We’ve had tons of economic news worth highlighting over the last month, but Christmas offered much more fun than writing blog posts. So here is a quick review of several economic issues that will continue to be issues in 2014.
First up is the Senate confirmed Janet Yellen as the first female Federal Reserve Chair of the Board of Governors. This blog has criticized Ms. Yellen before, last year predicting her nomination and decrying her approach to monetary policy. Nothing new here; my concern is twofold and both are due to Ms. Yellen being a committed Keynesian economist. First, has she ever met an inflation she didn’t like? Most people reading this would assume that’s an unfair characterization, but only because they are not familiar with true Keynesian policies which are inflationist at root. While Keynesians are not necessarily in favor of large inflations, for lower levels of inflation they consider the costs to be low (some even consider low inflation to be beneficial), while the potential benefits in terms of increased employment and output to outweigh the costs. This assessment is primarily because of Keynesian aggregative methodology; they fail to consider the differential effects of monetary injection in the economy (called Cantillon effects) as inflation bids up some asset prices sooner than others. Perversely, the current “easy money” policy is benefiting the weakest financial assets the most. Yet no one should miss my concern with Ms. Yellen, it is not with Ms. Yellen per se, but rather that anyone would have the hubris to think they know what the “correct” level of interest rates ought to be. Bereans are against price fixing of all kinds, including interest rate fixing.
This leads to our second discussion item, the Fed has finally decided to taper. What is a taper? Well, it simply means we won’t inflate as much as before. But many commentators suggest that even with the taper, there is on the order of $500B MORE QE in the pipeline! When you realize the Fed started this novel experiment with a balance sheet of less than $900B, you see even the taper is a significantly increased amount of inflation. While it hasn’t led to CPI inflation, there is continuing asset inflation–such that we don’t really understand what asset prices really ought to be. Jim Grant has his particularly apropos way of describing it:
Further, QE has undeniably been of benefit to one group: those who hold financial assets. As QE works its inflationary magic on assets, those who hold financial assets reap large rewards. The irony is that this largely benefits the “top 1%”; QE has led to increased inequality (since many of the very wealthy such as CEOs have their compensation tied to their company’s stock price). So under the Obama administration and the Fed’s QE, median income is down (even since the so-called recovery) while income inequality is up. Maybe its time to change policies?

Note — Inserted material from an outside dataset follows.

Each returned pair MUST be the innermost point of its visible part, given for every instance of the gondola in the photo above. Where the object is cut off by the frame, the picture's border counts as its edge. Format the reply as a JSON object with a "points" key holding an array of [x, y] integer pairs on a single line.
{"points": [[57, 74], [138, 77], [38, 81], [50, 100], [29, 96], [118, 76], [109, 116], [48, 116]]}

But maybe we should have the rich pay higher taxes? That would help with inequality, wouldn’t it? Well, the latest CBO report on the distribution of taxes shows that the lowest quintile pays negative income taxes (9%, through federal programs such as the Earned Income Tax Credit) while the top quintile pays 68% of all federal taxes (income, social security, etc.). We continue to have one of the most progressive tax systems in the world. Its not clear more is better.
But enough negativity–there are a couple of huge stories over the last month that portend very well for the future. First up, Mexico is getting with the program and opening up their country to the American “energy revolution” of shale oil extraction through fracking. Foreign investors will be allowed to invest in PEMEX, which was formerly the “third rail” in Mexican politics. North American energy IS the new world order, whether Mr. Obama approves Keystone Pipeline or not. This is going to make Mexico an even bigger competitor to China in the low-wage manufacturing, and lead to further economic integration. Don’t be surprised if this doesn’t lead to a great sucking sound (former presidential candidate Ross Perot’s line about NAFTA) in reverse, as opportunities open up in Mexico.
Finally, in a huge victory for Boeing and union workers (but not unions themselves), Boeing reached agreement with its union on expanding 777 production in Seattle, with pension reform. Boeing’s ability to take production to right-to-work states changed the calculus. Why do I think this is good? The change from fixed benefit to defined contributions (401k type) gives workers more control and less dependence on company or union promises. Further, the competitive pressures from non-unionized workers continues to pressure unions themselves to work more cooperatively with management. And in this day of increased polarization politically, increased cooperation is an encouraging sign.